Berhane Adere kann über 5000 m Weltrekord laufen

Berlin - Manchmal hat es Volker Wagner ziemlich schwer mit Berhane Adere. Der deutsche Leichtathletik-Manager, der in der Nähe von Detmold lebt, betreut neben einer Reihe von hochklassigen Läufern auch die äthiopische WM-Silbermedaillengewinnerin über 10 000 Meter. Berhane Adere ist relativ eigensinnig. „Es ist schon passiert, dass wir in Zürich waren und sie vor der Weiterreise dreimal die Flugrichtung geändert hat“, erzählt Volker Wagner. „Ich habe ihr ein Ticket nach Köln gekauft und am nächsten Tag wollte sie plötzlich woanders hin. Und dann lässt sie auch nicht mit sich reden.“

Die Zusammenarbeit mit ihrem ersten Manager in Europa, dem Italiener Gianni Demadonna, beendete Berhane Adere vor fünf Jahren, weil sie sich von ihm nicht richtig betreut fühlte. Demadonna hatte sie mit dem Zug zu verschiedenen Wettkämpfen reisen lassen. Das war Berhane Adere zu unbequem, weil sie damals noch kein Englisch konnte und fürchtete, das Ziel und damit das Rennen zu verpassen.

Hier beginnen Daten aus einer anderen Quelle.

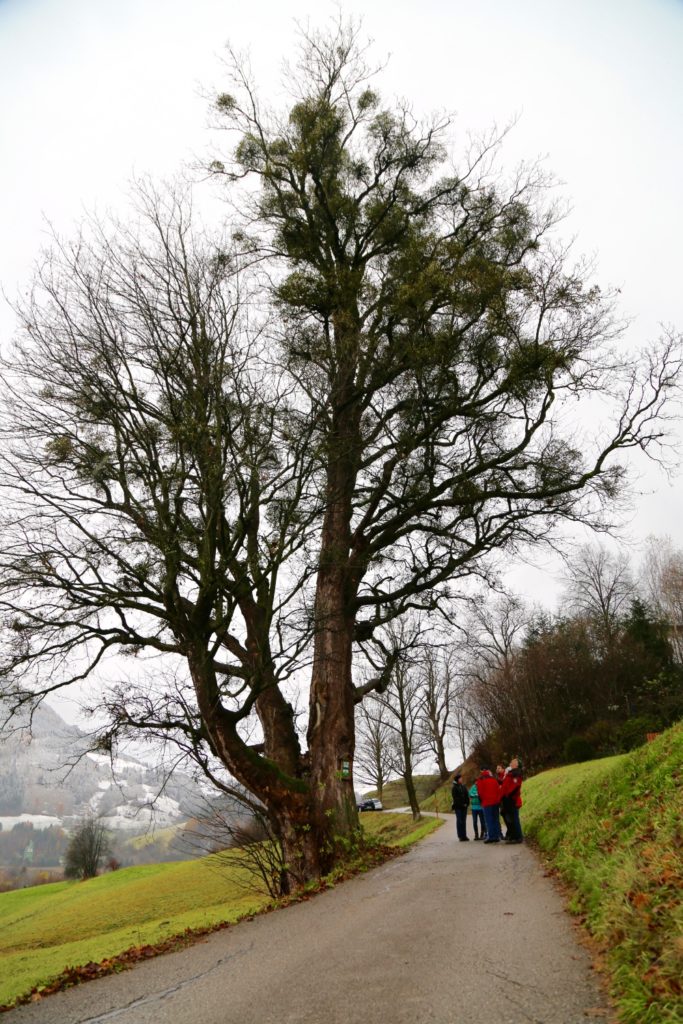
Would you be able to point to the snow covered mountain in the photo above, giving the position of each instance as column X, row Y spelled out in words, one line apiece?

Diese Gefahr droht ihr heute beim Istaf im Olympiastadion nicht. Die 32-Jährige startet als Favoritin über 5000 Meter und könnte für einen der Höhepunkte des Nachmittags sorgen. „Wenn das Wetter und die Tempomacherinnen gut sind, dann kann sie eine sehr schnelle Zeit laufen“, sagt Volker Wagner. Ein Ergebnis um 14:30 Minuten ist denkbar. Wenn es optimal läuft und sich kein taktisches, sondern ein durchweg schnelles Rennen entwickelt, kann es sogar in den Bereich des Weltrekordes von der Türkin Elvan Abeylegesse von 14:24,68 Minuten gehen. Verglichen mit den anderen Laufdistanzen ist es der Weltrekord, der am ehesten zu brechen ist.

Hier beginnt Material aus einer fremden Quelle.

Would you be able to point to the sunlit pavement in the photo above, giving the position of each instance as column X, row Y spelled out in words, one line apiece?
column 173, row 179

Wenn es optimal läuft, kann Adere die bestehende Bestzeit über 5000 Meter unterbieten. „Berhane ist sehr motiviert. Die Frage ist, ob das Tempo das ganze Rennen hindurch hoch gehalten werden kann“, sagt Volker Wagner, der auch die ehemalige Marathon-Weltrekordlerin Tegla Loroupe betreut. Es war die Kenianerin, die im Jahr 2000 von Berhane Adere angesprochen wurde, als diese einen neuen Manager suchte. Loroupe vermittelte sie dann an Volker Wagner.

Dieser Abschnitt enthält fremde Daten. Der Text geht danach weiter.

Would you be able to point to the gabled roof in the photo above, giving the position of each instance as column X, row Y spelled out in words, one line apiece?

„Die Äthiopier sind anders als die Kenianer. Es ist schwieriger, mit ihnen zu arbeiten, auch weil der Verband öfter dazwischen funkt“, sagt der Detmolder Manager. „Aber ich habe mich inzwischen daran gewöhnt und reagiere gelassener.“ Als Berhane Adere sich vor gut einem Jahr den Vorgaben des äthiopischen Verbandes widersetzte, strichen die Funktionäre sie aus dem Aufgebot für die Olympischen Spiele. Und das, obwohl sie 2003 in Paris den WM-Titel über 10 000 Meter gewonnen hatte. Damals hatte sie in 30:04,18 Minuten gesiegt und damit den heute noch gültigen Afrika-Rekord aufgestellt. Sie ist die bisher drittschnellste 10 000-Meter-Läuferin und steht über 5000 Meter auf Platz sechs mit 14:29,32 Minuten.

Noch bevor sich Berhane Adere in der Weltklasse etabliert hatte, wurde sie 1994 Mutter. Ihre Karriere konnte sie voranbringen, weil sich ihr Mann Lemme Erpassa, ein früherer Läufer mit internationalen Erfolgen, hauptsächlich um den Sohn kümmert. Adere ist aber nicht nur Mutter, sondern sie unterstützt auch das Hilfswerk Unicef beim Engagement für Kinder in Äthiopien. „Ich sehe mich als Vorbild für äthiopische Mädchen. Ich bin in Äthiopien auf dem Land aufgewachsen und dort zur Schule gegangen. Aus dieser Situation heraus, habe ich es geschafft, meine Karriere aufzubauen“, sagt Adere, die sich besonders für die Ausbildung von Mädchen einsetzt.